During the initial load process, any new data written to the schema V1 database is saved in the Kafka buffer.
- Deploy the V2 service, packaged with the type adapter implementations.
- If V1 mirror service is not using Kafka as a bridge, undeploy the existing mirror.
- Redeploy the mirror enhanced with Kafka, with the persistence endpoint defined as thethe disabled (paused) primary endpoint - see Data Types, Schema Types and Schema Evolution.
- This will result in space data persisted only to Kafka. This is only a temporary situation.
- With the primary endpoint disabled, it is possible to perform the dynamic space data source loading from V1 primary endpoint to V2 service. (put link to this feature section)
The result of this flow is explained in the diagram below.

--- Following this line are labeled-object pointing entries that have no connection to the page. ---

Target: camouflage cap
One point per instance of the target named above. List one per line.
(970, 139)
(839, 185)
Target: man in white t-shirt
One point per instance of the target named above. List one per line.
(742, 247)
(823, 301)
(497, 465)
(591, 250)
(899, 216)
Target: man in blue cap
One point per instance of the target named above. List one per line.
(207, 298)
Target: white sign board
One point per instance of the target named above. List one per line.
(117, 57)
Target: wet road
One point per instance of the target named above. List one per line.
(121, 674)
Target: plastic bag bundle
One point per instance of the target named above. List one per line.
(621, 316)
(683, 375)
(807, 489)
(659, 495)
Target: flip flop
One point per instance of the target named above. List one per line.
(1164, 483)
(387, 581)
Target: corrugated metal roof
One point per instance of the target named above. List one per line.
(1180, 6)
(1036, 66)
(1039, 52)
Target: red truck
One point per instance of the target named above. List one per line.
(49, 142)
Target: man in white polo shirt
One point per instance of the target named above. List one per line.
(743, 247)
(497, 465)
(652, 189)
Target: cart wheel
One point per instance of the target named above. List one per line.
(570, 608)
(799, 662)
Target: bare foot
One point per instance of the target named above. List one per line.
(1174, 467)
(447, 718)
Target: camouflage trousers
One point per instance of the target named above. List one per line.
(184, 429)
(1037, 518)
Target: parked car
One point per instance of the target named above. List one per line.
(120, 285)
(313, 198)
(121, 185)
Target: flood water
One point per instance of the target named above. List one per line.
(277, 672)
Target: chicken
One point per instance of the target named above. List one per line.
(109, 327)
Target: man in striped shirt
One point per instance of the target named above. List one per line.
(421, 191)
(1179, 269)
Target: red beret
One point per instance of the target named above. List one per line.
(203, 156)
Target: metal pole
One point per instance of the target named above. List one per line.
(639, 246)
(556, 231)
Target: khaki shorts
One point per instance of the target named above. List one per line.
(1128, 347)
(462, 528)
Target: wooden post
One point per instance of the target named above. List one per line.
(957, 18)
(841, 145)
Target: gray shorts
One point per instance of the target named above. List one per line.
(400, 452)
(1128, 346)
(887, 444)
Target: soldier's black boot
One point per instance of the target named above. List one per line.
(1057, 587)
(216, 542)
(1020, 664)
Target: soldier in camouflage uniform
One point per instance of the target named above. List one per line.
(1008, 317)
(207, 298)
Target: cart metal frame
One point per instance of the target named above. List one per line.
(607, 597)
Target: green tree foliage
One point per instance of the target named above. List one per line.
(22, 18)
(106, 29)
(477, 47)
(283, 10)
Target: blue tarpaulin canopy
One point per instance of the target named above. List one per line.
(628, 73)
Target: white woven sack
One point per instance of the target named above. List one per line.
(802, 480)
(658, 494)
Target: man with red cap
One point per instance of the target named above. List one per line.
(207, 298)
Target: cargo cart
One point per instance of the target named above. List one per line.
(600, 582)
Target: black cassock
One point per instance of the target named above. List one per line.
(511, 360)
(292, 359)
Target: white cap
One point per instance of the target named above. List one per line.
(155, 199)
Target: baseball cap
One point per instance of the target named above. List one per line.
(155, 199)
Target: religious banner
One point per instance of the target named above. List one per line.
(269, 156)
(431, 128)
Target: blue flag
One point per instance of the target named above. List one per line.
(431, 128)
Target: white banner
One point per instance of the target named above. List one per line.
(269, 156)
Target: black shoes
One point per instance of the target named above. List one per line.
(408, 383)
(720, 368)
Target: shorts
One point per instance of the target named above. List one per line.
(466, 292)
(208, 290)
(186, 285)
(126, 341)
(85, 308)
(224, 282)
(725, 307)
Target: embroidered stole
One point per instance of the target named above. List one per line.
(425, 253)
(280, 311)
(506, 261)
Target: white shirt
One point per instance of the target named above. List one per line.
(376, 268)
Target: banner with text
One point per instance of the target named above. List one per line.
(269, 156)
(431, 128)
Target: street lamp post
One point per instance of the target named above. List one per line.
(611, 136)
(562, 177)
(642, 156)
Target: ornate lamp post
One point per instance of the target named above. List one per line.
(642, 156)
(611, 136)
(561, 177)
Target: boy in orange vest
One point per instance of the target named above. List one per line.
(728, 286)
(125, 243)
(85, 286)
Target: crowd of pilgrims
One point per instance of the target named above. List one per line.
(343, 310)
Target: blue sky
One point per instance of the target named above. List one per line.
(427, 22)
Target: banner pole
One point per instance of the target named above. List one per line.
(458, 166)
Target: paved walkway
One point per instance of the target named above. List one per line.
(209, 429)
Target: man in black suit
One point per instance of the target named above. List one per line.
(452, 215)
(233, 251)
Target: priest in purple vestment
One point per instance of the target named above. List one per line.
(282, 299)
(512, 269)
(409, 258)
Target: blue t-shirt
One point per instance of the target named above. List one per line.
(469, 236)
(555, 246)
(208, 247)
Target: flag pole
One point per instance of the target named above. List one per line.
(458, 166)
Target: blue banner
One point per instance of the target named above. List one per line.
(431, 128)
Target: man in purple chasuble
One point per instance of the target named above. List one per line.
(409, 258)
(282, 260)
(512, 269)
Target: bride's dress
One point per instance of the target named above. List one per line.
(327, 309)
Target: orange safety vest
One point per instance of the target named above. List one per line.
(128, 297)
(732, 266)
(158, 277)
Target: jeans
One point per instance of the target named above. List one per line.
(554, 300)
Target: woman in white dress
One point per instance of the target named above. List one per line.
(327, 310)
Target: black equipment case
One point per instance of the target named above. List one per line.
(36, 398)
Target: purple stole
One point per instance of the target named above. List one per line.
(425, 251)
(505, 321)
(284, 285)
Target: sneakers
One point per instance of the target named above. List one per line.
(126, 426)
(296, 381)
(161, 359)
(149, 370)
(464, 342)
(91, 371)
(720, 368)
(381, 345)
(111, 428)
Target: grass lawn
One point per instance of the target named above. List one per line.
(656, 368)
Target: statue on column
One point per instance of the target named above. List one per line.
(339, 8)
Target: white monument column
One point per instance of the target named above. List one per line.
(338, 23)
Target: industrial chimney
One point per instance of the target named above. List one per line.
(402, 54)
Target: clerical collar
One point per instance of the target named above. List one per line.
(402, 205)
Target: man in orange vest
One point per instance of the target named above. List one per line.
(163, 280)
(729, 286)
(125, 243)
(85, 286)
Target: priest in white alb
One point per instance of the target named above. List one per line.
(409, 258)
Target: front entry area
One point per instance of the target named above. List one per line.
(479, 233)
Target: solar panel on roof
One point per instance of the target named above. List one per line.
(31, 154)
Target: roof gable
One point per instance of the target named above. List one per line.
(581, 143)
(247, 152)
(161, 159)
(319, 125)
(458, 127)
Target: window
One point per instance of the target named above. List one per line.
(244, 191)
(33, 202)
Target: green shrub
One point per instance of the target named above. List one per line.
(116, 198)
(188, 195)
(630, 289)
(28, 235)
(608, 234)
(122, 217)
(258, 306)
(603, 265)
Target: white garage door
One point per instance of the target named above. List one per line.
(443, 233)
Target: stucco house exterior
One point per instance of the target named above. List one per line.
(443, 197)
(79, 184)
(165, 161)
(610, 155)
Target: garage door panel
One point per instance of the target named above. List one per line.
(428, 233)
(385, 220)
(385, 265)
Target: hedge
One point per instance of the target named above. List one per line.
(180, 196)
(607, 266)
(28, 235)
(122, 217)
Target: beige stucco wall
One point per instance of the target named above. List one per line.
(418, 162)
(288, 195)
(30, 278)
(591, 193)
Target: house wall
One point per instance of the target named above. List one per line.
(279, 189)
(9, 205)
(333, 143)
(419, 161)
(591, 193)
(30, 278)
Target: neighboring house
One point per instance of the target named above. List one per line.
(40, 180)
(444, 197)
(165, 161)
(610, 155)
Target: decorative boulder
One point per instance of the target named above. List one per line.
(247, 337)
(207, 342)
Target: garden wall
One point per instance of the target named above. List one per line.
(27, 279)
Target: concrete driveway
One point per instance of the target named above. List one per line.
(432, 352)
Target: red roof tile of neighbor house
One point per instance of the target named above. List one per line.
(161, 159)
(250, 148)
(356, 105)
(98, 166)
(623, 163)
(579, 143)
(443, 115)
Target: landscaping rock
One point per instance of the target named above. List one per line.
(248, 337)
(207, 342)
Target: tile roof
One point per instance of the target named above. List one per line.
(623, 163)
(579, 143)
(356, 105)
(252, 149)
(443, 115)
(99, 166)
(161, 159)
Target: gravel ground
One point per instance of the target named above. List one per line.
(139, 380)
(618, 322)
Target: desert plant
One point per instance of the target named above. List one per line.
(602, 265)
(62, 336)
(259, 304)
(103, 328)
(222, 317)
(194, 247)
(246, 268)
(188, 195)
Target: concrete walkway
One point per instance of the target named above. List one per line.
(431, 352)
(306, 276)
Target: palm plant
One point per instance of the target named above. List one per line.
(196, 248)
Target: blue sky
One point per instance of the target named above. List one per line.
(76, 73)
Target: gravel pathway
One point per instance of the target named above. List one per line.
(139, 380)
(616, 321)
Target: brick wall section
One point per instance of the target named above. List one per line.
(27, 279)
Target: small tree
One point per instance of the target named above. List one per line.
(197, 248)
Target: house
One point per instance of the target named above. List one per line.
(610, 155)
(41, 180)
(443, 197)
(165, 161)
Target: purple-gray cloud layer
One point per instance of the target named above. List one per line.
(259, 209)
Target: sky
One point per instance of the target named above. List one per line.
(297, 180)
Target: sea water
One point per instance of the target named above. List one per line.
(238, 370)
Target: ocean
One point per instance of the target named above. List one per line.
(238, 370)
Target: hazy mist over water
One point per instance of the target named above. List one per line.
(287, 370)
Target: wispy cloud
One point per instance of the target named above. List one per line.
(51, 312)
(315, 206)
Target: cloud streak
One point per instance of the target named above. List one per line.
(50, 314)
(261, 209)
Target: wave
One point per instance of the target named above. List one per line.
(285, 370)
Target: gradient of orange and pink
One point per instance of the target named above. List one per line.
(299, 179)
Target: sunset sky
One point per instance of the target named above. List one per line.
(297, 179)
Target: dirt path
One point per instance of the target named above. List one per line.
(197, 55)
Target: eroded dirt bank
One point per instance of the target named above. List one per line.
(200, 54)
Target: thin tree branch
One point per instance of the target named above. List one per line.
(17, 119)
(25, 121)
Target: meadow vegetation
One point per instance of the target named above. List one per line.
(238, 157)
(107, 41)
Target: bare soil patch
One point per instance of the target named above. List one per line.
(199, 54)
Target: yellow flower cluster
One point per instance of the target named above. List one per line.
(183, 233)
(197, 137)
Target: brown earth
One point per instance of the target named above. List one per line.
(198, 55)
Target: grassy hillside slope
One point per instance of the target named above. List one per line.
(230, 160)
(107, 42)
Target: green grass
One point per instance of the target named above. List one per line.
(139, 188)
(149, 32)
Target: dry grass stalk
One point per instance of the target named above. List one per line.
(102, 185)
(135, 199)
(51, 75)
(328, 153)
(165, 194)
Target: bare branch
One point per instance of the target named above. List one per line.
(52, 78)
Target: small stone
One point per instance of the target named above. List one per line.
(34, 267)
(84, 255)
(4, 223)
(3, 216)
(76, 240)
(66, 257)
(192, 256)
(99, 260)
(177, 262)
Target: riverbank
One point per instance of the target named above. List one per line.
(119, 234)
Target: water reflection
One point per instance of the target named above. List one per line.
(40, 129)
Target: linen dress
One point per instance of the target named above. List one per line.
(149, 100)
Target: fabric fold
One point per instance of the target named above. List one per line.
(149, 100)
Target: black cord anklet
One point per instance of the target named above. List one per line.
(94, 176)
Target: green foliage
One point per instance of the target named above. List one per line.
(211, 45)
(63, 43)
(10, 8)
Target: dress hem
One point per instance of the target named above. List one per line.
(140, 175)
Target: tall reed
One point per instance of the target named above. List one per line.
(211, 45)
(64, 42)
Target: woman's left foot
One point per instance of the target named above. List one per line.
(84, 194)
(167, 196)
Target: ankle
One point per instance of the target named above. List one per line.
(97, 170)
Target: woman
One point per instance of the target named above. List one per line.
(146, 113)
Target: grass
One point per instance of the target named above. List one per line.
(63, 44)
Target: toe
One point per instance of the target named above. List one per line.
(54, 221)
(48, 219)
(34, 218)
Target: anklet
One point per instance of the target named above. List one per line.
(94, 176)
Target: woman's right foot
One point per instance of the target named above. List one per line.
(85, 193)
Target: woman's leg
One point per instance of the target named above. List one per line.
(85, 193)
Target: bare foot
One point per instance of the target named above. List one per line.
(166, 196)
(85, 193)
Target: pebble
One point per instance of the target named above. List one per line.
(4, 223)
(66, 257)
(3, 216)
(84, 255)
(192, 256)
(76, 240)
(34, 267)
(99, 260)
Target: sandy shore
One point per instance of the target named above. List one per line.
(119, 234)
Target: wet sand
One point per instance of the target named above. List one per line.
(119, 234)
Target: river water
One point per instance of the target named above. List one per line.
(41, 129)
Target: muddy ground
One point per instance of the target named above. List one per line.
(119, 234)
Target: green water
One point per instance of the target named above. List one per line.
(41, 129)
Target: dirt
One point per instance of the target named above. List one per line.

- Client interacts with Space V1.
The client continues to interact with Space V1 during this initial load process. Space V1 is continuously available. - Paused -- Updates to database with schema V1 are captured by Kafka but not used to update the database at this time.
This data will be written to database with schema V1 and database with schema V2, after the initial load is complete. - Data is loaded (copied) from database with schema V1 to Space V2, undergoing a transformation via the Type Adapter..
- Client interacts with Space V2.
The client continues to interact with Space V2 during this initial load process. Space V2 is continuously available. - Data changes from Space V2 are mirrored into database with schema V2.
Step 2: Transition to Steady-State with Schema V1 and Schema V2
- Undeploy the temporary mirror used in the previous step.
- Deploy the final, steady-stateV1 mirror service, with the following configuration:
- The primary endpoint is re-enabled (unpaused)
- The V2 space defined as a secondary endpoint, using the GigaSpaceSynchronizationEndpoint (put link to section). Naturally, all the type adapters are included in the secondary endpoint configuration.
- Once final mirror is deployed, all V1 traffic will be replicated and adapted to V2.
This is illustrated in the diagram below.
- Client interacts with stateful service (i.e. service that contains a space).
- Data changes from space V1 are mirrored into database with schema V1.
- Data changes are streamlined into service V2, using a user-defined Type Adapter.
- Client interacts with service V2.
- Data changes from space V2 are mirrored into database with schema V2.